VYPR
researchPublished Jun 16, 2026· 1 source

Device Code Phishing Campaign Targets Microsoft 365 Accounts Without Stealing Passwords

ReversingLabs has uncovered an active Device Code phishing campaign that tricks Microsoft 365 users into authorizing attacker devices via legitimate OAuth flows, bypassing password theft entirely.

A new phishing campaign targeting Microsoft 365 users has been uncovered, and it takes a different approach than most attacks seen in the wild. Instead of trying to steal a victim's password directly, this campaign tricks users into completing a real Microsoft authentication process that quietly hands over control of their account to an attacker. It is a convincing technique that is becoming harder for everyday users to recognize.

The method at the center of this campaign is called Device Code phishing. In a normal, legitimate scenario, Microsoft's Device Code flow helps users authenticate on devices where typing a username and password is inconvenient, such as a smart TV or a command-line tool. The attacker here has turned that helpful feature into a trap, using it to authorize their own controlled device to access the victim's account without ever collecting a password.

Analysts at ReversingLabs identified and documented this active campaign, noting that it combines realistic business-themed lure emails, a polished phishing kit, and Microsoft's own Device Authorization Grant flow to carry out a near-invisible account takeover. ReversingLabs researchers said in a report, shared with Cyber Security News, reveals how threat actors have refined this technique to bypass standard defenses and make the attack appear as a routine Microsoft login.

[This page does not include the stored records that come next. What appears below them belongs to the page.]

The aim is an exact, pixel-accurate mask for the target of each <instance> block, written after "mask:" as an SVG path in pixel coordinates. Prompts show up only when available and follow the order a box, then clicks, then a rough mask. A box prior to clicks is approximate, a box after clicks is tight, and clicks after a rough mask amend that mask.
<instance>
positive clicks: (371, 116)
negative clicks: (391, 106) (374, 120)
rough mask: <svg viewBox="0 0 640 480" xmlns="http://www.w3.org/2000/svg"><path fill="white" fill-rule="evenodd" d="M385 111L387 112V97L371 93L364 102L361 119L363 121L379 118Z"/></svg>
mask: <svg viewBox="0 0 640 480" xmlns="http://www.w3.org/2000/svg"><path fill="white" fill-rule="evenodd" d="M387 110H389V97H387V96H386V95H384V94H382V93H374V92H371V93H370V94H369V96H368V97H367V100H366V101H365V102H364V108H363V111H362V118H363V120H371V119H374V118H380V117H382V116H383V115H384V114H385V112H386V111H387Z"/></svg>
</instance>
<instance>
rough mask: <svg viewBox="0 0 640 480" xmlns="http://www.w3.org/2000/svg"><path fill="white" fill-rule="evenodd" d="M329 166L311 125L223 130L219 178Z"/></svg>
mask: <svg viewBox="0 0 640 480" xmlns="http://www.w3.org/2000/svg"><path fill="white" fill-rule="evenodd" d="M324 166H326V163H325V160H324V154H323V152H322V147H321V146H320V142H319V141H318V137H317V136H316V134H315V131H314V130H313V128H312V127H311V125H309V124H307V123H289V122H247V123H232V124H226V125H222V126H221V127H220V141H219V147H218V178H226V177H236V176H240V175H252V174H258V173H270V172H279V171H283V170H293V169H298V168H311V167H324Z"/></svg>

The attack starts with an email that looks like an approval request from a vendor or a business contact. Attached is an image that, when clicked, redirects the victim to a fake landing page mimicking a genuine Microsoft design. From there, the victim is asked to copy a short code and enter it on the real Microsoft device login page. Most people have no reason to suspect anything unusual at this point.

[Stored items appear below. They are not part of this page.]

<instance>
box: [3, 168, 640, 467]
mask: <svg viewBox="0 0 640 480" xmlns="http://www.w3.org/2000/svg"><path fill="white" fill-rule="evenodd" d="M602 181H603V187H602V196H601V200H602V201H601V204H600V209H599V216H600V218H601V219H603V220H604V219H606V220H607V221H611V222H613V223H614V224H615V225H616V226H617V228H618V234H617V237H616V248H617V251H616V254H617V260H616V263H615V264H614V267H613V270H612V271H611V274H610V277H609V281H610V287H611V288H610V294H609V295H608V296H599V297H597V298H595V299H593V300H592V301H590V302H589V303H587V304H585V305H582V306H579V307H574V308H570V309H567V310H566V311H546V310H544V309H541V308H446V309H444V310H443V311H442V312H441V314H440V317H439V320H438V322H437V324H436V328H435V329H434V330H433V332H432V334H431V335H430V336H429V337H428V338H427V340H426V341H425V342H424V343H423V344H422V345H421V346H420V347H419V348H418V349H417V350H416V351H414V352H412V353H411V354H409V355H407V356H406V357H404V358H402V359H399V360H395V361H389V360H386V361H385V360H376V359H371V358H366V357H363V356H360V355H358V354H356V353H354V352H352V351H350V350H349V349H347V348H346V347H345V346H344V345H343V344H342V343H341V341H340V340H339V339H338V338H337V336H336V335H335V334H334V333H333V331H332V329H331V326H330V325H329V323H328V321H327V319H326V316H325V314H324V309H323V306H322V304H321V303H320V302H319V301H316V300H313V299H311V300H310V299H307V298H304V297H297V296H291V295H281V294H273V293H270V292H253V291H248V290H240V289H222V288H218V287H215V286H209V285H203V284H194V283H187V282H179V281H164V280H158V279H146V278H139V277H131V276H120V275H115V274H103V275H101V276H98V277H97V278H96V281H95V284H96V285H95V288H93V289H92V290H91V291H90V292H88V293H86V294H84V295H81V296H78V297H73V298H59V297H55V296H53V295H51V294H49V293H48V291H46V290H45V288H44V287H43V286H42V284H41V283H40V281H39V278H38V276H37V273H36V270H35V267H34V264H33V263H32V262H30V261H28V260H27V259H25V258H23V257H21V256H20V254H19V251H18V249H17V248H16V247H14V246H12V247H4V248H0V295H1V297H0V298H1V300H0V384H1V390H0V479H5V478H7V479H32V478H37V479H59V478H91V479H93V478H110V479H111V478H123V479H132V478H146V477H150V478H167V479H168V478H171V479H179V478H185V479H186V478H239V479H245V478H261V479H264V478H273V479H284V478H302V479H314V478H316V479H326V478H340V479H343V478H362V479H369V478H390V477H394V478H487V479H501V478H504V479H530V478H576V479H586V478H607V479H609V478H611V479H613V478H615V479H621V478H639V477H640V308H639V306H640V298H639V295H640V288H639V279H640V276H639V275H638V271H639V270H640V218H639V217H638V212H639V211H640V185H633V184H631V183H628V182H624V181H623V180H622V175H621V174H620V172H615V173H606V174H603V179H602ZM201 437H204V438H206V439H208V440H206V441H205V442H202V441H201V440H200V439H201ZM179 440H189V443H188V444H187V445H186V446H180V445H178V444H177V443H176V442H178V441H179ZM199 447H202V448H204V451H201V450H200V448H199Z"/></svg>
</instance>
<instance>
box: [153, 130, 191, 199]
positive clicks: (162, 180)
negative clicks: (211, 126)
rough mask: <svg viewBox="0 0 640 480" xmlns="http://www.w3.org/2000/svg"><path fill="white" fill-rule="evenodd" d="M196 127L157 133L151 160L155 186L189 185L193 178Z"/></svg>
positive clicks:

Once the code is entered and the victim signs in, Microsoft's authentication system authorizes the attacker's device. The victim sees nothing out of the ordinary. The attacker now holds a valid access token for that Microsoft 365 account and can use it to read emails, access files, and move laterally inside a target organization.

The phishing kit behind this campaign is built to evade automated detection. The landing pages embed invisible Unicode characters, including Zero Width Space, Word Joiner, and Zero Width Non-Joiner, scattered throughout words that security tools flag as phishing indicators. This makes the pages difficult to catch through standard signature matching. The kit uses a URL hosted on Akamai's legitimate infrastructure as the device login entry point, adding to its appearance of legitimacy.

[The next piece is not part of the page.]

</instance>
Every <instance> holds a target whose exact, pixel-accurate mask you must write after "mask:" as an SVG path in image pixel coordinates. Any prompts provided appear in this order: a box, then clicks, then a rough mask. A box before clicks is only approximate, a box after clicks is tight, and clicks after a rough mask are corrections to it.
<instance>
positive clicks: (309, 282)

A POST request is sent from the kit's backend to the phishing host every four seconds, coordinating the OAuth flow between the attacker and the authentication session the victim is completing. This steady beacon is one of the few detectable signs of the attack. The network traffic produced by the kit can also help with detection. Two sequences of hostname resolutions tied to the phishing landing page and the Microsoft authentication flow form identifiable clusters. A third cluster is beacon activity sent every four seconds after the first authentication phase begins, giving security teams a reliable signal to hunt for in their network logs.

ReversingLabs has released a YARA rule to detect the landing pages used by this phishing kit. The rule identifies combinations of invisible Unicode characters alongside encoded authentication token artifacts in page source code. When paired with network-based hunting using the traffic patterns described in the report, defenders have a strong starting point. Organizations should train employees to question any prompt asking them to copy and paste a code into a Microsoft login page. Monitoring Entra ID sign-in logs for Device Code grant usage is recommended, especially where the sign-in originates from an endpoint that is not a known IoT or command-line device.